Given the importance of monitoring nitrites, several detection techniques have been proposed for this scope [8]. Electrochemical [9] and fluorescent [10] sensors have shown sufficient sensitivity for environmental control. However, since these sensors work in contact with water, they are not immune from biological and chemical contaminations that limit their long-time operation.
The subject of nitrites sensors have been covered by several authors; recent review papers offer thorough comparisons between different sensor technologies and methodological approaches [11,12]
In this paper, we report the design, manufacturing and test of an automated platform for colorimetric assays.

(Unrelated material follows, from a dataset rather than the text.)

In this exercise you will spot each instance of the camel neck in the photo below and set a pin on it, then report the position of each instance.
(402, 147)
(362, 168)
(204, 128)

The core of the developed sensor platform is a plastic lab-on-a-chip device that allows for the mixing of reagents and samples. The use of microfluidic systems is an emerging technology for the development of automatized analytical assays [13].
The functionality of the platform has been tested implementing a commercial kit for nitrites based on the Griess reaction and aimed at con-trolling nitrites in fresh and marine waters.The griess assay is based on the quantitative conversion of Sulfanilic acid to a diazonium salt by reaction with nitrite in acid solution. The diazonium salt is then coupled to N-(1-naphthyl) ethylenediamine, forming an azo dye whose concentration is spectrophotometrically appraised based on its absorbance at 548 nm [14,15]. The Griess reaction can be extended to the detection of nitrates using additional reagents, such as Vanadium(III), to reduce nitrates to nitrites [16].
The development of microfabrication technologies prompted the design of systems t for the miniaturization of on-line analytical chemistry techniques [17]. The cores of these systems, subbed as lab-on-chip, is the combination of microfluidic circuits, for handling minute quantities of samples and reagent [18], and sensors to detect and quantify the reaction products [19].
The integration of Griess reaction with a microfluidic system has been previously demonstrated to detect nitrites in oceans [20,21] and in natural waters [22]. The immobilization of Griess reagents in microfluidic channels have been used to develop disposable devices [23]. The selectivity of Griess assay can be limited in complex food samples or biological fluids characterized by the presence of antioxidants and pigments [24]. In aquaculture farms them main concurrent compounds are nitrates and phosphates. The sensitivity of Griess assay to nitrites respect to nitrates and phophates has been found, in a paper immobilized reaction larger than 80 times [25]
In this assay, we have been interested to a system suitable for automatic repeated measurements and thus microfluidic device assisted the continuous uptake of sample, mixing with reagents and discharge with a minimal use of reagent per measurement. The detection of color changes has been performed firstly with a miniaturized spectrophotometer and then with a simple and cheap integrated optoelectronic setup. Results show that even without a dedicated optical design, the minimum detectable concentration is smaller than the limits allowed for aquaculture farms are reached.

2. Materials and Methods

2.1. Reagents and Chemicals

A commercial, Griess reagents based colorimetric test (sera Nitrite test, Sera GMBH, Heinsberg, Germany) was used in the platform. Griess reagents solution can be prepared following different recipes. Sulfanilic acid is typically dissolved in an acidic solution (e.g., citric acid) and N-(1-naphthyl)ethylenediamine dihydrochloride is used to promote the formation of the colored azo dye. [25]. However, the exact formulation of the commercial reagent used in this paper is unknown except for the presence of hydrogen chloride in N-(1-naphthyl)ethylenediamine dihydrochloride which is reported for safety issues. The reagents mixing occurs without any magnetic stirrers but inside the microfluidic chip.
Calibration solutions were made from nitrate stock solution (10 mg/L) prepared from sodium nitrate (Sigma Aldrich, 99% purity), smaller concentrations were obtained by dilution with water.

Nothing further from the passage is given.